分卷阅读3(4/4)
闻雪也看向云介,但见她一张方中带圆脸面,眉目清秀刚健,顾盼生辉,唇边带些浅笑,身上穿着白绫衫、青裙子,颇有光风霁月之美。闻雪在家时,常见女子们在元宵时如此打扮,但最多占个秀雅二字,不似这等气派。
云介走到她面前道:“敢问姑娘尊姓大名,家住何方,为何悲伤?”闻雪将经历之事一一说了,云介劝道:“金姑娘,人固有一死,起死回生也是虚妄,你母亲为你而死,倘若她知道你如此沉郁不起,也不会高兴,你不要再哭了。”
“话虽如此,可痛失了慈母,谁能不悲?”闻雪擦擦泪水,又问:“尚不知小姐名讳?”
“悲伤总有尽头,日子总还要过,金姑娘,你若是尽了孝心,也不必空叹,若是没有,也是悔之晚矣,变生不测,谁能评说,金姑娘,你要真的有心,就该快快病好,安葬她的遗体,替她申冤,也是尽了最后一份力。至于我,我叫张云介,我没你这般遭遇,可也无奈逃到这里,我们是有缘,你也该珍惜这段缘分吧。”
闻雪看了看她,点点头,又对翠屏道:“翠屏,恩公可曾说过我现下病情怎么样?”
翠屏这才松口气,道:“闻雪,你舜哥儿说了,不要叫他恩公,叫他许大哥或公舜,好了,他说起身没有什么妨碍,只是要多加些衣服,故而叫我给你备了斗篷,我想久卧也不好,你不如起来坐一会儿、走一会儿吧。”
于是翠屏便替她穿上衣裳,内衬一件红衫,外面穿着藏青色半袖衫,下穿红色马面裙,披上一领月白斗篷,都是翠屏用心所备,穿在她身上倒也合适,可惜病中形容憔悴了些,不然更添光彩。
云介站在窗口等她穿好,转身道:“金姑娘,我们到园中逛逛好么?”她点点头,却突然站住了,看看自己身上的衣裳,又看看翠屏的,道:“你们如何给我穿这样好衣服,你自己穿的还不如我的。”
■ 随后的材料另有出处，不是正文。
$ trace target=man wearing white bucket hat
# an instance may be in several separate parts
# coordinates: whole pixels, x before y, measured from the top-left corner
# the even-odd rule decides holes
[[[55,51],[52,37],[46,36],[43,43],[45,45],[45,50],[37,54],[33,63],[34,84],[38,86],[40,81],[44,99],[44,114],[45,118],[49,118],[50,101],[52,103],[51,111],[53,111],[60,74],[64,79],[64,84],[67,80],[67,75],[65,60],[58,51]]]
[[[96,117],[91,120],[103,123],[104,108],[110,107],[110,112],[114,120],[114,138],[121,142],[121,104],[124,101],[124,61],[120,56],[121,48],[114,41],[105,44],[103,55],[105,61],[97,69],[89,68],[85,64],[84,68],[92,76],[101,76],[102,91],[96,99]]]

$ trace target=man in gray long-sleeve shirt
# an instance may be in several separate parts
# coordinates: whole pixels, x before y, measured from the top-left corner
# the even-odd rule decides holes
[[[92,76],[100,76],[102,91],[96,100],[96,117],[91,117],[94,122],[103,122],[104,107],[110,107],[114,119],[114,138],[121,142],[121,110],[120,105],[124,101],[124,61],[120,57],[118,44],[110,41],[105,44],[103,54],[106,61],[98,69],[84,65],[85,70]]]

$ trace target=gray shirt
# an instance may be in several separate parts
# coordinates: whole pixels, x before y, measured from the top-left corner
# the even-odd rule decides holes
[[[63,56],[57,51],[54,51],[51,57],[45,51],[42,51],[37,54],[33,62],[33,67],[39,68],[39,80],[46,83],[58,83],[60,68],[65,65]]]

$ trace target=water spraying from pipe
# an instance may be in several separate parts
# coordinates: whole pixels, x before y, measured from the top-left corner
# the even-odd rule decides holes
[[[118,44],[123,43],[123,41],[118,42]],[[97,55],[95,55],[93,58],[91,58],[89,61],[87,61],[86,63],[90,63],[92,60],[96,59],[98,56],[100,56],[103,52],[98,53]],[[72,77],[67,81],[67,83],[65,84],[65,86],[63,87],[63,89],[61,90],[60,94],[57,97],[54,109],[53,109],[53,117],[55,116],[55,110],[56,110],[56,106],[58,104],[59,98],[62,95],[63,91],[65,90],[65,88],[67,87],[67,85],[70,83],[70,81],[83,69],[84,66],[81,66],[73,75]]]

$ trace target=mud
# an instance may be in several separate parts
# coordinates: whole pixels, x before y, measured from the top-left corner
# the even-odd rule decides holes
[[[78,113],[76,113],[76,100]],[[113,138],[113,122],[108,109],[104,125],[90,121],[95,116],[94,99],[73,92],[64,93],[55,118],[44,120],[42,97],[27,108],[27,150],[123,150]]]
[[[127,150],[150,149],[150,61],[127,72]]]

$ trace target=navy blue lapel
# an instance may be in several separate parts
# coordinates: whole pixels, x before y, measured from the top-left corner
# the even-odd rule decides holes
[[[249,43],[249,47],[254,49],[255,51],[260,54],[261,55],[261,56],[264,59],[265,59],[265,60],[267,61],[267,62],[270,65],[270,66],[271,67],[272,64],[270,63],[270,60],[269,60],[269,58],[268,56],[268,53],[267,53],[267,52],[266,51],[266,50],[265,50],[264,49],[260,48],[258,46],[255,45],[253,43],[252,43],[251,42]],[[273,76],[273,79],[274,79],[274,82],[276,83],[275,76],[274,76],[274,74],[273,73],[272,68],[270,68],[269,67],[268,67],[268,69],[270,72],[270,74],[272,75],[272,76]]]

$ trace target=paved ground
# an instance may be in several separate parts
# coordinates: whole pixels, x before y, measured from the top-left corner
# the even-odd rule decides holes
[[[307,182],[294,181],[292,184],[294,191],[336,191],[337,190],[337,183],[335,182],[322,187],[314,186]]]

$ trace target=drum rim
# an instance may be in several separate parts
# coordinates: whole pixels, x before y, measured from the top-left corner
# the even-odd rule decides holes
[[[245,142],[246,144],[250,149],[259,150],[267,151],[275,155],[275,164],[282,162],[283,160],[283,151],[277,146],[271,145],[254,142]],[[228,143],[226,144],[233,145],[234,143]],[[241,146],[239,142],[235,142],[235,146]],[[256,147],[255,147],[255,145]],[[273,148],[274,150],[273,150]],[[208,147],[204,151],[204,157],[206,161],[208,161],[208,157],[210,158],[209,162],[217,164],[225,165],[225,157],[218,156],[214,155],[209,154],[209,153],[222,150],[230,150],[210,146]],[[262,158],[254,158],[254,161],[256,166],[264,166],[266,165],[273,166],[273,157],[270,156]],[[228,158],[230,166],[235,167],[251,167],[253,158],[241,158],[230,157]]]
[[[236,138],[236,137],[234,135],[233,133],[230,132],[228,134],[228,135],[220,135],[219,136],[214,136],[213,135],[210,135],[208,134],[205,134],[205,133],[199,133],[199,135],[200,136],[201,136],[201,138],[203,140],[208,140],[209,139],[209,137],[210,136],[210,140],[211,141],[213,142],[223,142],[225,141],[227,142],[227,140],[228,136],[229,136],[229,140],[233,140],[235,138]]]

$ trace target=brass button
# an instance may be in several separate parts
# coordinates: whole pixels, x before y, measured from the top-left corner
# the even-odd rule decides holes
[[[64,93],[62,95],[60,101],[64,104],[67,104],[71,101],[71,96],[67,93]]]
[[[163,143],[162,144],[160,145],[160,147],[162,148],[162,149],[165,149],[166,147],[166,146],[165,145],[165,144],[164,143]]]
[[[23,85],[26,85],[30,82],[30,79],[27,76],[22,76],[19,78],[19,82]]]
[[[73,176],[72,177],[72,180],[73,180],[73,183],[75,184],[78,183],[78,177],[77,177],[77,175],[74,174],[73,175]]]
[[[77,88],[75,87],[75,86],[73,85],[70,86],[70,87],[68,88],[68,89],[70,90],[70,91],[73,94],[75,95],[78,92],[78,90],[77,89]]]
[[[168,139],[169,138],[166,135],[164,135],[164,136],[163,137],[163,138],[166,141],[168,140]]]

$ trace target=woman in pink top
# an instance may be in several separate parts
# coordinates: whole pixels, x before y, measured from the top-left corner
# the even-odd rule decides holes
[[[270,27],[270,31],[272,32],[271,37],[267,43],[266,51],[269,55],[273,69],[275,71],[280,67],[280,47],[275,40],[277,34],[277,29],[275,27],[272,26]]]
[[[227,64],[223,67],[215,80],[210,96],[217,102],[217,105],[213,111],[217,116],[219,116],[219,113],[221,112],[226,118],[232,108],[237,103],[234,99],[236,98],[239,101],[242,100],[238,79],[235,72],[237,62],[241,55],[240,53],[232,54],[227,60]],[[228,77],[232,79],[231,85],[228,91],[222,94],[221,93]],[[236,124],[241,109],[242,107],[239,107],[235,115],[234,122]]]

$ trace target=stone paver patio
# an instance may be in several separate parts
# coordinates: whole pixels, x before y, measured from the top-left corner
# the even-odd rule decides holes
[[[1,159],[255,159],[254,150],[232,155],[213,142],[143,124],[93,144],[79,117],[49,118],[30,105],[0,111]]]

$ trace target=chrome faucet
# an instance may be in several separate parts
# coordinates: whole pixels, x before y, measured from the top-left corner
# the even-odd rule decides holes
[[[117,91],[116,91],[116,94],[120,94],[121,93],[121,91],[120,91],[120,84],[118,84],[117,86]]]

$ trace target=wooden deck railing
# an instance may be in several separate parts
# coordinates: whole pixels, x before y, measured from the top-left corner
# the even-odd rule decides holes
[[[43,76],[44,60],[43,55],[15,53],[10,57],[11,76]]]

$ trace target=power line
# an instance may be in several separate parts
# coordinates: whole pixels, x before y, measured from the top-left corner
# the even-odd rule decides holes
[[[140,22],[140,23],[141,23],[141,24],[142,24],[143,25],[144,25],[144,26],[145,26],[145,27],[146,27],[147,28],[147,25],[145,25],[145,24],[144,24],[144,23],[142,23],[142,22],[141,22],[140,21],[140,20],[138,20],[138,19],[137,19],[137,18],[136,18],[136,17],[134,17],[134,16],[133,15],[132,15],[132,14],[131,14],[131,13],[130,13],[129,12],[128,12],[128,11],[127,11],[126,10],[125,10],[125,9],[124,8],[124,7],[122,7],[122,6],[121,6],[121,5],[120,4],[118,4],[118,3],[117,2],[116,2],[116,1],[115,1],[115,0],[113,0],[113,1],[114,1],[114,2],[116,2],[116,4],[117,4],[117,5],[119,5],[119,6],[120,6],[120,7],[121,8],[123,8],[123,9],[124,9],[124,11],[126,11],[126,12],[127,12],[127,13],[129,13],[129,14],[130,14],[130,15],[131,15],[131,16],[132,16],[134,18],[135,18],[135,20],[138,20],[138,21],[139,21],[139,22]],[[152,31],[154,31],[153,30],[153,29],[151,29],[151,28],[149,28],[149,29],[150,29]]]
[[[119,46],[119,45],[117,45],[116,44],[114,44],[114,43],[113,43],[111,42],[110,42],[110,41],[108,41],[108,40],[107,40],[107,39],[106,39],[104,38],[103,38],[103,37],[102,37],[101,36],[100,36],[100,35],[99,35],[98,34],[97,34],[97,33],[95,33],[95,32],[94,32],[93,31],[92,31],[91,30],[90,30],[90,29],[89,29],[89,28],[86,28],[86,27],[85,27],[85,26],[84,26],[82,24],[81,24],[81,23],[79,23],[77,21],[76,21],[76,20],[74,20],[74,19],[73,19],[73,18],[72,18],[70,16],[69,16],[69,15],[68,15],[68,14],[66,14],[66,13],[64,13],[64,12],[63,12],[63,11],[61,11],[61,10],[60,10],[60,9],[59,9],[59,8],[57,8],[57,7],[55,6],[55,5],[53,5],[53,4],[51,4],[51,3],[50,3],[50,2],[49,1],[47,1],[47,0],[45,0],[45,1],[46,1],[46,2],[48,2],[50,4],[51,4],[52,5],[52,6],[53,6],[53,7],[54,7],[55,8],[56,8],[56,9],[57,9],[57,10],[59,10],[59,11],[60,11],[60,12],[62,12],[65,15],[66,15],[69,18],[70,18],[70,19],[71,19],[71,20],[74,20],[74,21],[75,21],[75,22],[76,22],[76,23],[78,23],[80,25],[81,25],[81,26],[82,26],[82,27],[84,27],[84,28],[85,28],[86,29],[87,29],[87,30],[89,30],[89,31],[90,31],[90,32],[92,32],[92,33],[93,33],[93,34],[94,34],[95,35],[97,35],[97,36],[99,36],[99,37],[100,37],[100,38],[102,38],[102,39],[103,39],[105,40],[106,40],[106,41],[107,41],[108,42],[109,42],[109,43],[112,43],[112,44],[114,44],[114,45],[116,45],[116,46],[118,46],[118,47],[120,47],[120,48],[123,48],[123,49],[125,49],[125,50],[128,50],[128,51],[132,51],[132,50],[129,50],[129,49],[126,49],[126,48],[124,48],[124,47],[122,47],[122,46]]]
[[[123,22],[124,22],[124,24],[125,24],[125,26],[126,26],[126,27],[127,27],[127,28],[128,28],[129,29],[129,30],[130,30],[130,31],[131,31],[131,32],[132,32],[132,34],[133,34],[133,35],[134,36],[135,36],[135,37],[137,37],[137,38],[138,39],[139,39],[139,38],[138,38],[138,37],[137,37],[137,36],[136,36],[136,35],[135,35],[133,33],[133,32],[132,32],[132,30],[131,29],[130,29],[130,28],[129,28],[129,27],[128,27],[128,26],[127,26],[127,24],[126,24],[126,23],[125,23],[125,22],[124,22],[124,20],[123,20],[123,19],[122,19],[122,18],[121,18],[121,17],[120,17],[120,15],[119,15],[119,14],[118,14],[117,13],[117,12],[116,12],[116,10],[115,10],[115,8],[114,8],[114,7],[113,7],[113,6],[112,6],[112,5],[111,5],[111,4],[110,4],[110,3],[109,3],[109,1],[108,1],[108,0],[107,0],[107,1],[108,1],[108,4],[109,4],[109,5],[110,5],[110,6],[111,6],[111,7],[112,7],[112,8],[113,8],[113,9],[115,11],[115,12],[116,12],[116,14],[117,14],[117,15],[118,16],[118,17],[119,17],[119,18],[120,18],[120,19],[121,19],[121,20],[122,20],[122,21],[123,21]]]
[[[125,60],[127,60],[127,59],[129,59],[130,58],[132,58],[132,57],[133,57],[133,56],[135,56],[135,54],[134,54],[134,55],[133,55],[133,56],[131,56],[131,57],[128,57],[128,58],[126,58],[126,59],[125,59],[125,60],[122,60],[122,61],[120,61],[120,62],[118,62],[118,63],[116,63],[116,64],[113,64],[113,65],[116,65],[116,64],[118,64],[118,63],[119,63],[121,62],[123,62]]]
翠屏才将被褥整理好了,听了这话,不禁眉头一皱,道:“这衣服原是我们少夫人留下的,舜哥儿说,旧衣服都给人,我也有两件在那里,他小时穿的都与了别家儿童了,这套和另外一套,是最后两套了。”说罢,转过脸去。
云介看着闻雪身上的衣服,觉得它虽看着像放了很久的,却并无穿过洗过的痕迹,又隐约感到翠屏身上一股悲伤之气,她分明隐瞒着什么。云介也不问她,依旧对闻雪道:“我们走吧。”
于是二人互相搀扶着出了房门,走进院子,云介指着东厢房道:“你看,那是我住的屋子,我引你进去看看。”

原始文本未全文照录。